Last night I started cooking my favorite chili in our large slow
cooker set on “high.” To two pounds of dried, small red beans, I added
ten cups of hot water and one chipotle pepper (smoked jalapeno
I used our Vita-Mix blender to blend the chipotle pepper with water
which I then heated in the microwave oven, two cups at a time, before
adding it to the slow cooker. Before going to bed, I turned the cooker
setting down to “low.”
This morning I turned the cooker setting back to “high” before adding
the rest of the ingredients. I added the molasses* and the seasonings –
chili powder, cumin, paprika, and cinnamon – to the beans in the slow
cooker.

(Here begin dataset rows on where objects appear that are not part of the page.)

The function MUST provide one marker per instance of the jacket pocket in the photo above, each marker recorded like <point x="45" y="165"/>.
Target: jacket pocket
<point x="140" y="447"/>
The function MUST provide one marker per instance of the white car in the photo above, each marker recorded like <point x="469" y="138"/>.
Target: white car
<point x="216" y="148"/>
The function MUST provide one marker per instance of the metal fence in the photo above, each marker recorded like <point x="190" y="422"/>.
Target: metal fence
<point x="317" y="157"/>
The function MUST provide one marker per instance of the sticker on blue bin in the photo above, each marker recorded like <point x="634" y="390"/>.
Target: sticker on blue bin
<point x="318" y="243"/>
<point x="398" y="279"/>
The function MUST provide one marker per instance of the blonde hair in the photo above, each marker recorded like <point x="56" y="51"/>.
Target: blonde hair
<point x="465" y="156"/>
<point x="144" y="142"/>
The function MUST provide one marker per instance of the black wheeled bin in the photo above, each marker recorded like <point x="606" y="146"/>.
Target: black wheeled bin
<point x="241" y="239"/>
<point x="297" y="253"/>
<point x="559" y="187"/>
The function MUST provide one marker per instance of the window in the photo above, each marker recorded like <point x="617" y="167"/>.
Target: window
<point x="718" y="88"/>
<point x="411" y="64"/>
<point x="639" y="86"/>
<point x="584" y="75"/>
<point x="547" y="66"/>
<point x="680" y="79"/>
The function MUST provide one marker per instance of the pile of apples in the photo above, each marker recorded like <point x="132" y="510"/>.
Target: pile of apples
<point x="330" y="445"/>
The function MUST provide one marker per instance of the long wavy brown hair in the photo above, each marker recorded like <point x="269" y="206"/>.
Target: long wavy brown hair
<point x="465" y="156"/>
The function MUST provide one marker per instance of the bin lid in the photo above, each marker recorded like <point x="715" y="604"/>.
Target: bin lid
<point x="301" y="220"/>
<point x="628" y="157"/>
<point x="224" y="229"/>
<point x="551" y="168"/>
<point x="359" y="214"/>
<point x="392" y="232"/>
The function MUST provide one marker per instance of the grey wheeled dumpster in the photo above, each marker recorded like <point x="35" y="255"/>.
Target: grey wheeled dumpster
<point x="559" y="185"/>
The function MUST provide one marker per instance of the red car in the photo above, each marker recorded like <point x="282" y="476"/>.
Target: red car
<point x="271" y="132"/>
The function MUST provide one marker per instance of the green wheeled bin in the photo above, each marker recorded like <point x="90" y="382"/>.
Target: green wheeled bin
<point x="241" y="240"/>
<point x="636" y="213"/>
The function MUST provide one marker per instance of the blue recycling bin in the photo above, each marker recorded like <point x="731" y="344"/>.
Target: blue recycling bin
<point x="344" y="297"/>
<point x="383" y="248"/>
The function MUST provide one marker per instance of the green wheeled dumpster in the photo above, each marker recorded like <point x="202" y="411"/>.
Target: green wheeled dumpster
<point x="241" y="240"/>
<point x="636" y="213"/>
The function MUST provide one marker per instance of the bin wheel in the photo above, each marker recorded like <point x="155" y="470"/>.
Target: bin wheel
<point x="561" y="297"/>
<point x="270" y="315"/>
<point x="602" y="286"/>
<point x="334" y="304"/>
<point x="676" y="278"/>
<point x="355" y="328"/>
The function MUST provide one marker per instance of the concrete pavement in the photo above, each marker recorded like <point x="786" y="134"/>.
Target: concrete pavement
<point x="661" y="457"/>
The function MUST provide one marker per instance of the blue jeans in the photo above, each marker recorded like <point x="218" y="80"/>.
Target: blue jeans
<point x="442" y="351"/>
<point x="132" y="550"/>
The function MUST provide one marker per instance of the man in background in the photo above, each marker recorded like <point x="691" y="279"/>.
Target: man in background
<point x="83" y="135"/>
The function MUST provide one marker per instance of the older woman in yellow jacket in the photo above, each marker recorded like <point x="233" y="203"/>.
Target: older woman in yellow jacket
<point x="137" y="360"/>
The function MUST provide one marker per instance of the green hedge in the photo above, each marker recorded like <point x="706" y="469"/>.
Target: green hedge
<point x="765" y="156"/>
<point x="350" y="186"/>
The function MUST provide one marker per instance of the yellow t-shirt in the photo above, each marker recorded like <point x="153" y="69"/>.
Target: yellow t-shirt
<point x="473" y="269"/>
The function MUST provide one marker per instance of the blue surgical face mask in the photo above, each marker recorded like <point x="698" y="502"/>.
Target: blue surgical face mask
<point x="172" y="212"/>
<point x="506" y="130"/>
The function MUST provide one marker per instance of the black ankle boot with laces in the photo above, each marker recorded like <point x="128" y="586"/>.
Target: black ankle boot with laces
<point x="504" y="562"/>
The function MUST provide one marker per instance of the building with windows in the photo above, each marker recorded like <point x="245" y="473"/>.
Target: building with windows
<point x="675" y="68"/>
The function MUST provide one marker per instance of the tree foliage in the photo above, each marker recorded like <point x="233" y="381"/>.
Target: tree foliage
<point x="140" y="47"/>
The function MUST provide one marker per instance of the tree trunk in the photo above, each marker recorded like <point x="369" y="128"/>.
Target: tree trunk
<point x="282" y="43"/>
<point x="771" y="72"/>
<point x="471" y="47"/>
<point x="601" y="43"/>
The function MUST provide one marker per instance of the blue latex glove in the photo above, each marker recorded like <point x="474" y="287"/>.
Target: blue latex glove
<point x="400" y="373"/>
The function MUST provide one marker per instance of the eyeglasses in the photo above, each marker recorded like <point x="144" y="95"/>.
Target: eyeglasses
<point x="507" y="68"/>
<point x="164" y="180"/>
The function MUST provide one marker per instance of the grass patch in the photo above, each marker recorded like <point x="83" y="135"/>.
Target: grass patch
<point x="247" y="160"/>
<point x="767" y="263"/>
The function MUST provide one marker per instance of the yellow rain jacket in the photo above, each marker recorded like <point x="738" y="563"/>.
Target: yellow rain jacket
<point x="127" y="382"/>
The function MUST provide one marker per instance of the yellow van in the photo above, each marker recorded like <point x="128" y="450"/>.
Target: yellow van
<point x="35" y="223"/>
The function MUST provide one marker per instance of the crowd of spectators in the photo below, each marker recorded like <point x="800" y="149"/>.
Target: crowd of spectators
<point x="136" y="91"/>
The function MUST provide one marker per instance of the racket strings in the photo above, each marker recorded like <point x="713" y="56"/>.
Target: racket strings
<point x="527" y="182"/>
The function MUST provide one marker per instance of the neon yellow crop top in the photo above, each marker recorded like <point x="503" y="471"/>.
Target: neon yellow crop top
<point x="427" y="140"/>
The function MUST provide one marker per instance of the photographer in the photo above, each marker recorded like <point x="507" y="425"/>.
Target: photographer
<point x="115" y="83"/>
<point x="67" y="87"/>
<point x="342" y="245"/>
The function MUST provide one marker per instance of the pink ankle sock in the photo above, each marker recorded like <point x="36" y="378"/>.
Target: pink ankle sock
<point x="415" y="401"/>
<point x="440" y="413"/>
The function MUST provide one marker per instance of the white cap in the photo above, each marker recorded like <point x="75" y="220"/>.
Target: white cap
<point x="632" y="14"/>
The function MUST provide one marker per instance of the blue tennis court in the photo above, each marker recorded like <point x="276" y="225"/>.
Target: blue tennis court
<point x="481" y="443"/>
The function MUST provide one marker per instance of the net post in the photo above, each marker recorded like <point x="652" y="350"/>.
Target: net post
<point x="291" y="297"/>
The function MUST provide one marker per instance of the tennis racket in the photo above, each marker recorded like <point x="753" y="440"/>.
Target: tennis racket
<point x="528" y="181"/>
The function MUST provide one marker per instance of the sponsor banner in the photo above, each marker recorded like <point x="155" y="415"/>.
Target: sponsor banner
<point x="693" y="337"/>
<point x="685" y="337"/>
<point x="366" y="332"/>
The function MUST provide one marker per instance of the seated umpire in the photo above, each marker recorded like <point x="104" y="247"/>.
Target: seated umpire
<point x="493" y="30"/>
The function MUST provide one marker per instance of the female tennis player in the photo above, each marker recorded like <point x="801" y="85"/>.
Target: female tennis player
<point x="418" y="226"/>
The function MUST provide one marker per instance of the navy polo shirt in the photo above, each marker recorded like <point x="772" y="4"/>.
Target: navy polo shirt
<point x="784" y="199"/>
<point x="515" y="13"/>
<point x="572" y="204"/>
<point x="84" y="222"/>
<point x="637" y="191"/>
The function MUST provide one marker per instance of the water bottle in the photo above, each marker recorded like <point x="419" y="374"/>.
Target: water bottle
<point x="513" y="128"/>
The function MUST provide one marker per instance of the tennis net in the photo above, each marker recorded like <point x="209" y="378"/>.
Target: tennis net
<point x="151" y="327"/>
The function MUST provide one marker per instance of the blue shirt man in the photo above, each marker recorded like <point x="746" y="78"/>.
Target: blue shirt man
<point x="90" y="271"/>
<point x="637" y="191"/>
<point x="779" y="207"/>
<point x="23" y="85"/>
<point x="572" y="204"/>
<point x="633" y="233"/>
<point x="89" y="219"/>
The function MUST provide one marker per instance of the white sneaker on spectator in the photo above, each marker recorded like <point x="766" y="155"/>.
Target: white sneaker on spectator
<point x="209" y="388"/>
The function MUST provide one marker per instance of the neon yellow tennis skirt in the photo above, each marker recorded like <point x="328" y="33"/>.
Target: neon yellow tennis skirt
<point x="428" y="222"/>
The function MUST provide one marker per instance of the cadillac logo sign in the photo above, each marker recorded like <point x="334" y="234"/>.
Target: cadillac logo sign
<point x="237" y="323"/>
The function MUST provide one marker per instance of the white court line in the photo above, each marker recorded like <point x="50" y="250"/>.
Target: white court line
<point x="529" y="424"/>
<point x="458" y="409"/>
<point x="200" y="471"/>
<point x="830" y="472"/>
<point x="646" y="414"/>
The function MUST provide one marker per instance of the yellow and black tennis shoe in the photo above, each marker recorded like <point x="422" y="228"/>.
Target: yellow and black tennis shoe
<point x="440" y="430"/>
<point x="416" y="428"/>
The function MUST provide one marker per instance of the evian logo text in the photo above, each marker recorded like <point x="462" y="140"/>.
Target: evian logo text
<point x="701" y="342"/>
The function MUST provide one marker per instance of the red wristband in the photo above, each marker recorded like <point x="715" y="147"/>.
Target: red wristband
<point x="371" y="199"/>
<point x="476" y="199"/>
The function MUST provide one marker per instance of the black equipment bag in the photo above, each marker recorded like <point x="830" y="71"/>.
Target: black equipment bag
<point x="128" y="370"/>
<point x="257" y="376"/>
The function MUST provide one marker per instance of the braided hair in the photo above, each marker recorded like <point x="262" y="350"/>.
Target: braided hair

I pureed the onion and garlic in the Vita-Mix, and then heated
them and the crushed tomatoes in the microwave oven before adding to the
slow cooker. Then I cooked the sweet potato pieces in the microwave oven
until they were slightly softened and added them to the rest of the
ingredients in the cooker.
After cooking the chili for a few more hours on “low,” I turned the
slow cooker off. While the chili was cooking, I finished making a large
fresh, tossed salad with pieces of romaine lettuce, red cabbage, green
cabbage, broccoli, onion, carrots, and celery. I put this in the
refrigerator until later.
Then I made a veggie smoothie (vegan, of course!) for breakfast,
which we enjoyed while having fun playing Boggle.
*Note: Through experience, I’ve learned to make sure that I use plain
Barbados unsulphured molasses – not “blackstrap” in our chili. We have
both, but we’ve noticed that the plain unsulphured molasses tastes
better in chili.
We make enough chili to last several days refrigerated. All we have
to do is heat some up in the microwave oven.
Now it’s time for us to enjoy our chili and salad. Yum!